The linchpin of Parker’s petition for rehearing concerns this sentence in our opinion,
Parker responded to Tandy’s motion to stay with a brief urging the district court to deny the motion and to hold that the entire dispute must be tried in the court because all issues were indistinguishable, inextricably intertwined and incapable of severance. Alternatively, Parker asked that if a severance was granted the court enter an order that arbitration should not begin until after the securities law claims had been tried. Tandy responded with a reply brief 1 in which it requested that trial of the securities law claims be stayed.
In short, the parties squarely put before the court the question of what it should do: should it try all issues, or carve out the arbitrable issues, and, if the latter, should it stay trial of the securities claims until the arbitration was concluded, or stay arbitration until the trial concluded, or stay neither and permit both trial and arbitration to proceed. The court accepted Parker’s primary argument. It ordered that all issues should be tried before the court and declared that arbitration of any issues was inappropriate and would violate the federal securities law.

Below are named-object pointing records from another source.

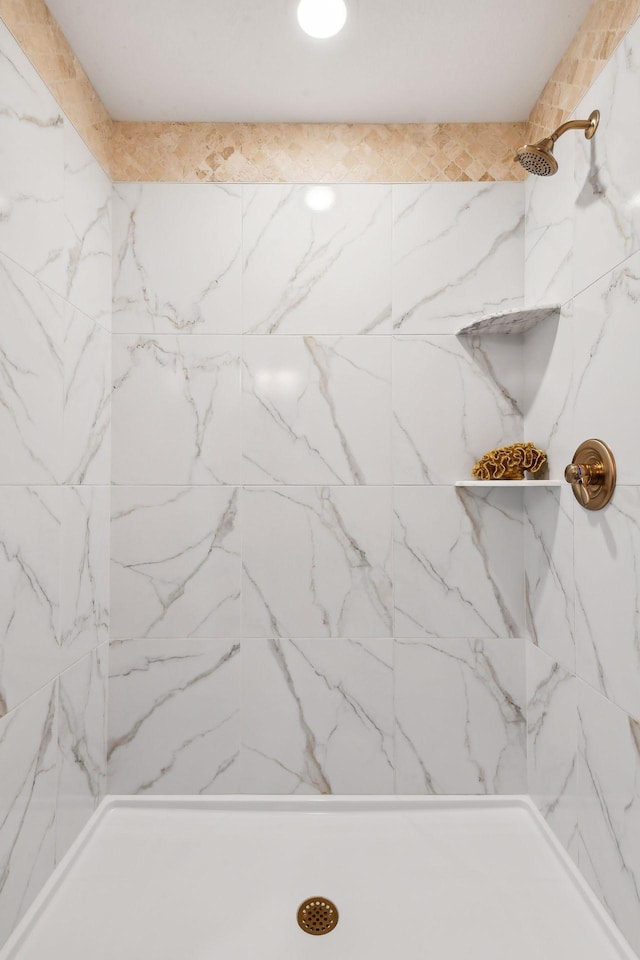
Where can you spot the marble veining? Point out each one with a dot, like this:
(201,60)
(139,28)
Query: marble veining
(175,562)
(549,230)
(316,410)
(549,389)
(607,214)
(312,271)
(609,807)
(32,333)
(458,562)
(552,731)
(30,533)
(27,804)
(476,387)
(87,210)
(174,716)
(607,620)
(460,716)
(457,254)
(84,570)
(82,728)
(317,562)
(317,716)
(549,572)
(31,168)
(607,387)
(177,258)
(176,409)
(86,401)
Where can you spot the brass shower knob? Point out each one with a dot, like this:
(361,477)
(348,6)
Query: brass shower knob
(592,474)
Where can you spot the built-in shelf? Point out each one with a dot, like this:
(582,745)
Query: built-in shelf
(513,321)
(508,483)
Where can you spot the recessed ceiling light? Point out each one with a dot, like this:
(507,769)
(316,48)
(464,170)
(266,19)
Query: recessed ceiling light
(320,198)
(322,18)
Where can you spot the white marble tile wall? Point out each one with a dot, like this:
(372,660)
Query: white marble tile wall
(55,387)
(174,716)
(272,437)
(457,254)
(583,250)
(460,716)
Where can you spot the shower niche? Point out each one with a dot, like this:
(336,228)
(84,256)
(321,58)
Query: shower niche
(511,323)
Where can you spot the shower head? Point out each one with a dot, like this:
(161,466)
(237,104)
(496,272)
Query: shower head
(538,158)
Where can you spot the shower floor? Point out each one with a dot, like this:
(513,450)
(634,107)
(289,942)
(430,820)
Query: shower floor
(196,879)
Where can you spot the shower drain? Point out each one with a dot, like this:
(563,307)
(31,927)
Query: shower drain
(317,916)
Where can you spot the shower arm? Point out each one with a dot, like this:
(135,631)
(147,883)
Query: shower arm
(587,125)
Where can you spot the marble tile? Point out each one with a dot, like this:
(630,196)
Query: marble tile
(607,547)
(84,570)
(87,401)
(460,725)
(87,209)
(609,807)
(176,409)
(549,388)
(31,168)
(30,532)
(317,562)
(552,744)
(548,239)
(27,804)
(32,330)
(453,400)
(311,271)
(175,562)
(549,577)
(457,253)
(317,716)
(176,258)
(607,213)
(82,745)
(174,716)
(458,562)
(606,348)
(316,410)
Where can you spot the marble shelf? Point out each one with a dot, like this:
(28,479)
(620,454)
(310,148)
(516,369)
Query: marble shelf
(513,321)
(508,483)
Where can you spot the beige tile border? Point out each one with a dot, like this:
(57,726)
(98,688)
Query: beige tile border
(42,40)
(193,152)
(346,153)
(606,24)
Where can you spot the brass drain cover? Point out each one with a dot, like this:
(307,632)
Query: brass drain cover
(317,916)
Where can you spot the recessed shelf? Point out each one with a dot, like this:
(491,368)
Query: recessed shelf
(511,321)
(508,483)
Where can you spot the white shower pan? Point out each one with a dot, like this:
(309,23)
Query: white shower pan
(413,878)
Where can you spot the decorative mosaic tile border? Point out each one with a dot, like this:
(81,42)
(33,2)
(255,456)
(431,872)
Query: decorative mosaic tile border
(605,25)
(347,153)
(344,153)
(42,40)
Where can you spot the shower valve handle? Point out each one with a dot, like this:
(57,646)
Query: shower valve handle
(580,476)
(592,474)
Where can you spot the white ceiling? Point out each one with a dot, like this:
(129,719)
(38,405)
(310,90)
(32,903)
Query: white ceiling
(402,61)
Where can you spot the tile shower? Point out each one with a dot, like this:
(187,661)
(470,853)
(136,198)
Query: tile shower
(274,407)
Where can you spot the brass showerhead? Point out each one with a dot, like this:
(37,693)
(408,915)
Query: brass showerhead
(538,158)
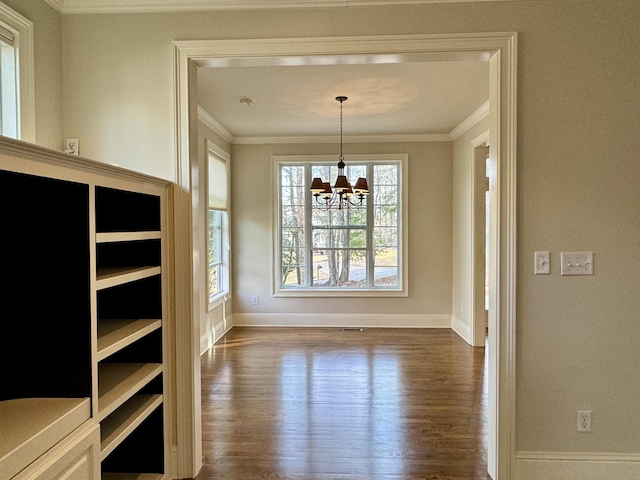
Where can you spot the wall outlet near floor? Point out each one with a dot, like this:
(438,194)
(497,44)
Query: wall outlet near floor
(72,146)
(584,421)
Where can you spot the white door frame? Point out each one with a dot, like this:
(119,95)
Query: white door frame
(501,51)
(478,241)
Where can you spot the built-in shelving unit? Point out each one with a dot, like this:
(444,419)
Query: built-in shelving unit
(84,252)
(129,311)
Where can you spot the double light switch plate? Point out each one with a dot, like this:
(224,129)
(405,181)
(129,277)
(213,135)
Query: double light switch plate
(576,263)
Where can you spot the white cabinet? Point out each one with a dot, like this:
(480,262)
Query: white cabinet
(84,254)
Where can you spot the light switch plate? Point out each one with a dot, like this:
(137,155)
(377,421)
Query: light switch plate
(576,263)
(541,263)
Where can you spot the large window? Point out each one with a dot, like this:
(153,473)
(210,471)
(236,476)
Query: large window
(17,112)
(218,229)
(352,250)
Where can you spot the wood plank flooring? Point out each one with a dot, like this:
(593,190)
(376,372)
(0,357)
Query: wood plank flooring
(323,403)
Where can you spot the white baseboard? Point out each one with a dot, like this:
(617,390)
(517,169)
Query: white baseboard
(461,328)
(576,466)
(347,320)
(211,337)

This case is “essentially a dispute over corporate valuations centered around complex issues of accounting and valuation. The securities law claim was the rather small tail to a much larger dog.”
The suggestion is made that our opinion cuts off Parker from asserting after arbitration any securities law claims it might have. We have not intended to suggest that. We did, and do, suggest that in a practical sense arbitration first in time might have disposed of this suit and, if not, might have limited its scope and clarified it. And it still might.
The petition for rehearing is DENIED.
Notes
. It pointed out various of the considerations noted in our opinion which mandated that arbitration should be first in time.